ICD-9 or ICD-10: What Is the Point?

Karna W. Morrow, CPC, RCC, CCS-P, PCS
Senior Consultant, CSI Coding Strategies, Inc, Powder Springs, GA

Regardless of which version you are considering, the International Classification of Diseases, Clinical Modification (ICD-CM) is a morbidity classification published by the United States for classifying diagnoses and reasons for visits in all healthcare settings. ICD-CM is based on ICD, the statistical classification of diseases published by the World Health Organization.

Unfortunately, to most providers and coders in the United States, the ICD-CM code set has been reduced simply to a means of reimbursement. That narrow thinking may completely miss the point.

One key component of any medical document is accurate and complete communication: document (or report) the most appropriate specificity about the patient’s condition. This assists in the treatment of patient care, is used for future treatment plans, and, once that clinical information is translated into data, becomes the database from which healthcare is monitored and measured.

Somewhere along the line, though, this key step has been reduced to a shortcut that has created a database that will eventually shortchange the provider and the patient. Oncologists will often describe the complexity of their patients: the challenging medical decisions required of them each day because of the diverse clinical demographics of their patients, and the frequent but lengthy visits required to manage the myriad of side effects, complications, and even chronic medical conditions they inherit as they become a primary point of medical contact.

The data tell a different story. The database of diagnosis codes would imply that patients with cancer are rarely seen for anything but a primary condition. Multiple high-level evaluation and management (E/M) services are required to manage cancer when the specific site is unreported. The average oncology claim indicates “lung cancer,” “breast cancer,” or perhaps “anemia.” The database would imply that less than a handful of patients have neoplasm-related pain, anemia resulting from chemotherapy, or even long-term drug use.

As the industry debates the value of implementing the ICD-CM, Tenth Revision (ICD-10-CM), please take the time to determine the value of the data from your own office in comparison to the real story shared by the clinicians in your office. Run a frequency report on the diagnosis codes reported within the past 6 months. You have been working on clinical documentation improvement for months, but everyone is waiting for the magic “go live” date for ICD-10-CM to test the value of that project. Why wait?

Increased specificity in the reporting process is needed now, is available now, and will generate a more accurate database from which the new formula for physician reimbursement will be created. If we are to have any hope of being appropriately reimbursed in the future when we are under a case mix, pay-for-performance, or even quality outcome measurement system, we need accurate data.

Look at that frequency report. Based only on the data (which is what the payers see), how many patients in your practice were seen to manage their chemotherapy- related or neoplasm-related pain? How many were seen for the well-known side effects: nausea, vomiting, fatigue, or neuropathy? How many developed systemic conditions as a result of the treatment and/or the malignancy? Drill down on anemia—how many patients have anemia as a result of chemotherapy versus anemia as a stand-alone condition? If you had to project the likelihood of a secondary malignancy or the recurrence of a malignancy from any given primary site, could you, from the data you have in your practice?

Unfortunately, most could not. We have developed a habit of linking E/M services to the most generic cancer code available. We endure payer audits focused on our levels of E/M services—focused on our use of modifier 25—and yet we continue to submit generic, unspecified diagnosis codes that will continue to raise an audit alert. Imaging studies are ordered for the primary cancer, despite the reality that the magnetic resonance imaging (MRI) really was not about the pancreatic cancer, but about the patient’s complaints of persistent headaches and blurred vision. The MRI was to evaluate for metastases, but the “reason for exam” did not state that. And we will continue to be audited for our “excessive orders.” We will continue to see limits placed on the imaging studies we order, because the data do not support the medical necessity of the current process.

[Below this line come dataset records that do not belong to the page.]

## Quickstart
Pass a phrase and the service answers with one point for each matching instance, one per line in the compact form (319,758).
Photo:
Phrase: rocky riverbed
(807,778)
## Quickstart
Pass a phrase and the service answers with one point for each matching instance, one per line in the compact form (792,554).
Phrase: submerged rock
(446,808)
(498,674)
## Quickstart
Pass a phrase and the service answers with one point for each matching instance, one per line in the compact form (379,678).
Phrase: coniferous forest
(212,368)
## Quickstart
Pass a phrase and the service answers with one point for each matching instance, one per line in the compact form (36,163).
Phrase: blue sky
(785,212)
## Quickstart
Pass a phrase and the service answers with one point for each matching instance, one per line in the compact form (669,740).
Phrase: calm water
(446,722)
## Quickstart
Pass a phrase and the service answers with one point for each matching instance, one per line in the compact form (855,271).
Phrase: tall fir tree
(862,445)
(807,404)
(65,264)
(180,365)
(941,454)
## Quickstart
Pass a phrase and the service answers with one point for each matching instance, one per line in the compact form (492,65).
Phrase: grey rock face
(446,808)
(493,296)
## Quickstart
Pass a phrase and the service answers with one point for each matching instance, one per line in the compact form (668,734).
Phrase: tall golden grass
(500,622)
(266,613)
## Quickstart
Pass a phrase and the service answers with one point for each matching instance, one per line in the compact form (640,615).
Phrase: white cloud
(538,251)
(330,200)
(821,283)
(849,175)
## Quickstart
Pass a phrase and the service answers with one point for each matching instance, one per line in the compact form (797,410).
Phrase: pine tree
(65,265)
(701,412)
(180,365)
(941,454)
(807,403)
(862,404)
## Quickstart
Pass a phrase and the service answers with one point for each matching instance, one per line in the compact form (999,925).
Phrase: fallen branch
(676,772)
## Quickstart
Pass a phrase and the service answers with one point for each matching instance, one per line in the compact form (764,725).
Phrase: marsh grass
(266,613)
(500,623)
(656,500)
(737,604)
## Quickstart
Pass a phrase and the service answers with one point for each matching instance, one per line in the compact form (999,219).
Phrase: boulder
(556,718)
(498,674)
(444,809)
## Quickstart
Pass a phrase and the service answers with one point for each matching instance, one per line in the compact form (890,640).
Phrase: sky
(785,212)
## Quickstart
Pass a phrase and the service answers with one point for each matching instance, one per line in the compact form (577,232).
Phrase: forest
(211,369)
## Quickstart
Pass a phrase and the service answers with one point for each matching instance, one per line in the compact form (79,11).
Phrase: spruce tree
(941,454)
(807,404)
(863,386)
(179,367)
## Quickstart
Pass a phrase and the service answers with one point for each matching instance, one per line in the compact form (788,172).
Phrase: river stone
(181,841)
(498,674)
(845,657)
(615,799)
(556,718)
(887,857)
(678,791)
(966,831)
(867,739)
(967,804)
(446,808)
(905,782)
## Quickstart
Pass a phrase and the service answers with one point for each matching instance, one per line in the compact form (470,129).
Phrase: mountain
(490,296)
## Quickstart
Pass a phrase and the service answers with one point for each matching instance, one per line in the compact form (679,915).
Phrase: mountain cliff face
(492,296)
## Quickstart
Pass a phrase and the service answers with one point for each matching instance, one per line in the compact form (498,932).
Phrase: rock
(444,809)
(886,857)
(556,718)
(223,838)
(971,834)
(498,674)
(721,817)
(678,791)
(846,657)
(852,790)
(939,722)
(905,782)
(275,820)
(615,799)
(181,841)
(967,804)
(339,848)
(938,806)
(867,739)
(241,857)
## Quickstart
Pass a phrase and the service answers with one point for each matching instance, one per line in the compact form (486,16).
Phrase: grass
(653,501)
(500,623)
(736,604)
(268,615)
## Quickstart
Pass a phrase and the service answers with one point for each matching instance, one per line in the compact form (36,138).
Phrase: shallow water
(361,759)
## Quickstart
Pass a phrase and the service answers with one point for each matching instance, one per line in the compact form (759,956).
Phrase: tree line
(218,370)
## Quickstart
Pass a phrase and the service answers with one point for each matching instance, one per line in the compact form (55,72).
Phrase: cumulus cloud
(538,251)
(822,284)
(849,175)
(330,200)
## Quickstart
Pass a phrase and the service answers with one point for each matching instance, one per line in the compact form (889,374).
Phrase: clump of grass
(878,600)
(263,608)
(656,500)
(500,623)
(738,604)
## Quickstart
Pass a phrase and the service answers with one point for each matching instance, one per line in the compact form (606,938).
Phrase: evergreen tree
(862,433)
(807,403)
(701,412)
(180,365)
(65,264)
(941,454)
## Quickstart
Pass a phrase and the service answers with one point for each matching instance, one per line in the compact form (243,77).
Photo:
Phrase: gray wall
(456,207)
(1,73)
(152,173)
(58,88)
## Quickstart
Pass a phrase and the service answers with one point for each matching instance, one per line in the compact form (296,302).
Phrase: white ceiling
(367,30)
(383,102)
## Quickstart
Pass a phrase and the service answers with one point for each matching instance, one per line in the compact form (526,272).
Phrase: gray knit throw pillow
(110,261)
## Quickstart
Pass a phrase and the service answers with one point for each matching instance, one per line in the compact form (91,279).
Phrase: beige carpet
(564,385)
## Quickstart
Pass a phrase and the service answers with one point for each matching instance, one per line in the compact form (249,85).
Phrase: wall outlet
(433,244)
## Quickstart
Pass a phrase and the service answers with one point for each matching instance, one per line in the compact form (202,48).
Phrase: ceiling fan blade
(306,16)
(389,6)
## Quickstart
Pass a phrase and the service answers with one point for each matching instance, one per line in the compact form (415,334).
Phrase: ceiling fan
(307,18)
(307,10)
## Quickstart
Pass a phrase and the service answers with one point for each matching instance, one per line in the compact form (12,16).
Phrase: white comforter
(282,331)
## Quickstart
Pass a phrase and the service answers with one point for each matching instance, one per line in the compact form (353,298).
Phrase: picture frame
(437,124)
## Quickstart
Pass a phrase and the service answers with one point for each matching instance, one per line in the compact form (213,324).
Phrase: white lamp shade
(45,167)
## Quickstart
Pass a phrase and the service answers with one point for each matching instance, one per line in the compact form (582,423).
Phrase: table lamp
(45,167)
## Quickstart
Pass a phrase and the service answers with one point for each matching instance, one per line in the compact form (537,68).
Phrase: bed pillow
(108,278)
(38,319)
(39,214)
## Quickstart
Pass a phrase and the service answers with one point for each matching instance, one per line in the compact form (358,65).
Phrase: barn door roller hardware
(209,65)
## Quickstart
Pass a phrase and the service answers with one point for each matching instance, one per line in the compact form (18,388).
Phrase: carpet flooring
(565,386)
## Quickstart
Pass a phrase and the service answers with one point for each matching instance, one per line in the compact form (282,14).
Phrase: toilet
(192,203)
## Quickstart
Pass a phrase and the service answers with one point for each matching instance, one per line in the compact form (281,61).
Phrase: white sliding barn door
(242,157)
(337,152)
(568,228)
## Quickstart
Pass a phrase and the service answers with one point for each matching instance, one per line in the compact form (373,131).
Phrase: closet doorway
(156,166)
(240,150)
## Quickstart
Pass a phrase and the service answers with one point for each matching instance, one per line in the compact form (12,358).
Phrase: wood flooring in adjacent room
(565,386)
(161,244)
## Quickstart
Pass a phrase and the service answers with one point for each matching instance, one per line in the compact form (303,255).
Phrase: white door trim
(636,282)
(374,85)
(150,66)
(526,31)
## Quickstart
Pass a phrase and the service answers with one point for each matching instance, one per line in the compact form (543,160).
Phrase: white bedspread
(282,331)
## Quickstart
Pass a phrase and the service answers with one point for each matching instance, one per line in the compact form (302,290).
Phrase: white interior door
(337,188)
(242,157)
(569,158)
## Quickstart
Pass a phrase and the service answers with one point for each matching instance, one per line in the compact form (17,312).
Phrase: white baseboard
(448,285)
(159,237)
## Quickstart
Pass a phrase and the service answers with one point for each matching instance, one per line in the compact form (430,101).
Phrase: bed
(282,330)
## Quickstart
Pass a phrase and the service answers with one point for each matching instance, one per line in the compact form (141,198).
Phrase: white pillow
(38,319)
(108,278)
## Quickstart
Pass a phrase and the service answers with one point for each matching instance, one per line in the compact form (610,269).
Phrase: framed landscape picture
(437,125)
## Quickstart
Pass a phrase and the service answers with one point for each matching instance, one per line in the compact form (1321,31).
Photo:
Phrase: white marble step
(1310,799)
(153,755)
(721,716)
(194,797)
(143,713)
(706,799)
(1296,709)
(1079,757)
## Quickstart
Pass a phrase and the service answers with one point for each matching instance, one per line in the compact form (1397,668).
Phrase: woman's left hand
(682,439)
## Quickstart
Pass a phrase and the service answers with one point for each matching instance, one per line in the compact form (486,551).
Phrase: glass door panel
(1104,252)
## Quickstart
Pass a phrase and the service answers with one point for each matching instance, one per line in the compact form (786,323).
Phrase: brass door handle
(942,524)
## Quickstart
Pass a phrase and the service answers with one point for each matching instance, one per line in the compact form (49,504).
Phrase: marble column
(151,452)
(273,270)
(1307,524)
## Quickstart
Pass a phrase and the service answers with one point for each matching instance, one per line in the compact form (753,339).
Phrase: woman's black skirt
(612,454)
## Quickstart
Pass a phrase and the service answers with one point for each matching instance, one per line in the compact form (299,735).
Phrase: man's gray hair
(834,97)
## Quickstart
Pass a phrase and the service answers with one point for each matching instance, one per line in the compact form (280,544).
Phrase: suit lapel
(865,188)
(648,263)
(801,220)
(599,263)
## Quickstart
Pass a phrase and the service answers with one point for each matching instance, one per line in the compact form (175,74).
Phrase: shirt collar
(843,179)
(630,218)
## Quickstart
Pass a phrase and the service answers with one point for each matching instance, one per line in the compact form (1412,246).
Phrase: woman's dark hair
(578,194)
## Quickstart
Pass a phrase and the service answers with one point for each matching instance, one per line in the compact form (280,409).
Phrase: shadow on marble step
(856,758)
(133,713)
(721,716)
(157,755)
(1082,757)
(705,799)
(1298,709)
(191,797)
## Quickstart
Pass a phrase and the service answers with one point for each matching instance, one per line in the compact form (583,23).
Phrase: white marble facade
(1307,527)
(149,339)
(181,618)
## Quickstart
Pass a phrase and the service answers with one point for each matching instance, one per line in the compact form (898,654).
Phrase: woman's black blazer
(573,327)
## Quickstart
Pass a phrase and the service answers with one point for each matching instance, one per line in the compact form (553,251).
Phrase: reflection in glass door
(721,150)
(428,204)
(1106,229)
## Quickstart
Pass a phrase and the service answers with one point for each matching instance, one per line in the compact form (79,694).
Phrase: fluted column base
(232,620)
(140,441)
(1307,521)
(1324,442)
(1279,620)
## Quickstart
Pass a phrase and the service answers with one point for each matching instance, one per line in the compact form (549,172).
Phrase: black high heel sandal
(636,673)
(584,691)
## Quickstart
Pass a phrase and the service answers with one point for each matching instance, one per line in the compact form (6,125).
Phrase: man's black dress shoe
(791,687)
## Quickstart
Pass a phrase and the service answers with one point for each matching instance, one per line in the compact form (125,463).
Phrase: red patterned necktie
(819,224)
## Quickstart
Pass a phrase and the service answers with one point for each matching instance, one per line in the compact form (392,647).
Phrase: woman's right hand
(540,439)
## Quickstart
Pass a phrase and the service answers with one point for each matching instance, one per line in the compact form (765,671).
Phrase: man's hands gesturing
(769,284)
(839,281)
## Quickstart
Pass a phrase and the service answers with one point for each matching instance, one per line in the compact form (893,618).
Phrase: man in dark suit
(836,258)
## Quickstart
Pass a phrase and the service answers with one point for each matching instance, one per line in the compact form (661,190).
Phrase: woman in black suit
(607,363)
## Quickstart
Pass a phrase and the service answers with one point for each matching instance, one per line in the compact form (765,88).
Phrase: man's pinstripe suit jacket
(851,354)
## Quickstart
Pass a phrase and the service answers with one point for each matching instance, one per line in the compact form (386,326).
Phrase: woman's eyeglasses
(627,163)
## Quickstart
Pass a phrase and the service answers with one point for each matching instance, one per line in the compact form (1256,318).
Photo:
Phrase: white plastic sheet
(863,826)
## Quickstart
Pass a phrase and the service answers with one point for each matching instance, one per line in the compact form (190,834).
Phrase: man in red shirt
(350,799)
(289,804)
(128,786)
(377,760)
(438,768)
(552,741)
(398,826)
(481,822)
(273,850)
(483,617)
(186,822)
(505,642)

ICD-10-CM may be the best catalyst we have had in decades to clean up the reporting process related to the treatment of this complex patient population. If the specific location of the malignancy is known, report it. When the patient is seen and resources are used to manage the side effects, report them. If resources are expended to evaluate scans, compare treatment plans, and manage the referrals and opinions from multiple providers, translate that paragraph in the medical record into the appropriate diagnosis codes now. The codes exist today.

Do not delay the implementation of ICD-10-CM content in your practice. Do not focus on the code set; focus on the primary benefit of that code set. You will position your practice to be the one with the data when the new reimbursement model is defined and implemented.